The Toronto Raptors’ defense had a letdown against the Cavaliers, but has been outstanding overall.

Buddy Grizzard



The Cleveland Cavaliers and Toronto Raptors engaged in an offensive shootout on Wednesday that could be a playoff preview. The Cavs protected home court with a single-possession, 132-129 victory. Afterward, the Raptors spoke about the types of defensive adjustments the team needs to make as the postseason rapidly approaches.

“That’s how a playoff game would be,” said DeMar DeRozan, who missed a three at the buzzer that could have forced overtime. “This is a team we’ve been playing against the last two years in the postseason. Understanding how we can tighten up things defensively, how to make things tougher for them [is key].

“[It’s] little small things that go a long way, and not just with them … with every team.”

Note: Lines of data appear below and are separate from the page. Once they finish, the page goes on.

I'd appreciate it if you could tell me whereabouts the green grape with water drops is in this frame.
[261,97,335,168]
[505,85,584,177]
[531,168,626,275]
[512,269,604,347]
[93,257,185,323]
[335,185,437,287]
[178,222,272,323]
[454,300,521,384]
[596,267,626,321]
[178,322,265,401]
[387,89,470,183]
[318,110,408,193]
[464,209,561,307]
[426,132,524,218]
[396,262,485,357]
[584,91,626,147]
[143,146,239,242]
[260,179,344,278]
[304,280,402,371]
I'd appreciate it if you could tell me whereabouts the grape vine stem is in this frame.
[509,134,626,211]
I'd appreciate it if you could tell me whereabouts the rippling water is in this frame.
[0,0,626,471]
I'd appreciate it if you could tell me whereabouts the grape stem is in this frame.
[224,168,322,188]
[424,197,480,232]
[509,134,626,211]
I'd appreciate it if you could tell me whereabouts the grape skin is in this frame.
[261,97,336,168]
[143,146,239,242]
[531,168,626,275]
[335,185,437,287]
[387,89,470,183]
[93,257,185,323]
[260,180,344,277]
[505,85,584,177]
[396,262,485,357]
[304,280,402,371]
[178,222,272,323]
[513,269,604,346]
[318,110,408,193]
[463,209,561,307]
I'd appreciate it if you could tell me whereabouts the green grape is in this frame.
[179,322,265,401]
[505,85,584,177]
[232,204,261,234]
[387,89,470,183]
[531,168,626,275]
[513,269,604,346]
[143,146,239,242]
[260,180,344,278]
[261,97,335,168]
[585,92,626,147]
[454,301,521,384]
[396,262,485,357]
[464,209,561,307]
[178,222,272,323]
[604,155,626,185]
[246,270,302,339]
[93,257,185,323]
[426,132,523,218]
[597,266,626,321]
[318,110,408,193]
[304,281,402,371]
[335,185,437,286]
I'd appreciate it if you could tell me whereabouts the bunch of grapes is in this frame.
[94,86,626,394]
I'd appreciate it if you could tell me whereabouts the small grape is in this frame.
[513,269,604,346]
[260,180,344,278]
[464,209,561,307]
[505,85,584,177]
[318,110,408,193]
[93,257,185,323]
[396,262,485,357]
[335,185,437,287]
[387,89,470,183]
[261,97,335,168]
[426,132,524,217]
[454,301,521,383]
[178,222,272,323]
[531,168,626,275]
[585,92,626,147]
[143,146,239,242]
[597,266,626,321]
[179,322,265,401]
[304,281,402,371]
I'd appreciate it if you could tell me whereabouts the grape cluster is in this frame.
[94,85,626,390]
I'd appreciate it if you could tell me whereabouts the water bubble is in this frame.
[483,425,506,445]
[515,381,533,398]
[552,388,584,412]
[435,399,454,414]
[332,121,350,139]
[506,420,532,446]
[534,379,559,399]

Raptors coach Dwane Casey concurred with DeRozan that fine-tuning of the defense is needed. He also pointed out that, with young contributors such as center Jakob Poeltl and power forward Pascal Siakam on the roster, defensive experience against the league’s best player, LeBron James, is something they will have to gain on the fly.

“I don’t think Jakob Poeltl played against him that much, and Siakam,” said Casey. “This is their first time seeing it. I thought Jak and Pascal did an excellent job, but there are certain situations where they’ve got to read and understand what the other team is trying to do to them.”

Poeltl was outstanding, leading the bench with 17 points and tying for the team lead in rebounds with eight. Casey praised the diversity of his contributions.

“I thought he did an excellent job of rolling, finishing, finding people,” said Casey. “I thought defensively, he did a good job of protecting the paint, going vertical. So I liked what he was giving us, especially his defense against Kevin Love.”

Basketball Insiders previously noted how the Raptors have performed vastly better as a team this season when starting point guard Kyle Lowry is out of the game. Much of that is due to Fred VanVleet’s emergence as one of the NBA’s best reserve point guards. VanVleet scored 16 points with five assists and no turnovers against Cleveland. It’s also a reflection of how good Toronto’s perimeter defense has been up and down the roster.

According to ESPN’s defensive Real Plus-Minus statistic, three of the NBA’s top 15 defensive point guards play for the Raptors. VanVleet ranks seventh while Lowry is 12th and Delon Wright is 14th. Starting small forward OG Anunoby ranks 16th at his position.

The Raptors also rank in the top five in offensive efficiency (third) and defensive efficiency (fifth). Having established an identity as a defensive team, especially on the perimeter, it’s perhaps understandable that Lowry was the one player in the visiting locker room who took the sub-standard defensive showing personally.

“It was a disgraceful display of defense by us and we’ve got to be better than that,” said Lowry. “We’ve got to be more physical. They picked us apart and made a lot of threes. We’ve got to find a way to be a better defensive team.”

Lowry continued the theme of fine-tuning as the regular season winds down.

“I think we’ve just got to make adjustments on the fly as a team,” said Lowry. “We can score with the best of them, but they outscored us tonight. We got what we wanted offensively. We’re one of the top teams in scoring in the league, but we’re also a good defensive team.”

Lowry was clearly bothered by Toronto’s defensive showing, but Casey downplayed the importance of a single regular-season game.

“We’ve got to take these games and learn from them, and again learn from the situations where we have to be disciplined,” said Casey. “It’s not a huge thing. It’s situations where we are that we’ve got to learn from and be disciplined and not maybe take this step and over-help here. Because a team like that and a passer like James will make you pay.”

While the Raptors continue to gain experience and dial in the fine defensive details, Casey was insistent that his players should not hang their heads over falling short against Cleveland.

“Hopefully our guys understand that we’re right there,” said Casey.

The Raptors host the Brooklyn Nets tonight to open a three-game home stand that includes visits from the Clippers Sunday and the Nuggets Tuesday. After that, Toronto visits the Celtics March 31 followed by a return to Cleveland April 3 and a home game against Boston the next night. With three games in a row against the other two top-three teams in the East, the schedule presents plenty of opportunities for the Raptors to add defensive polish before the playoffs begin.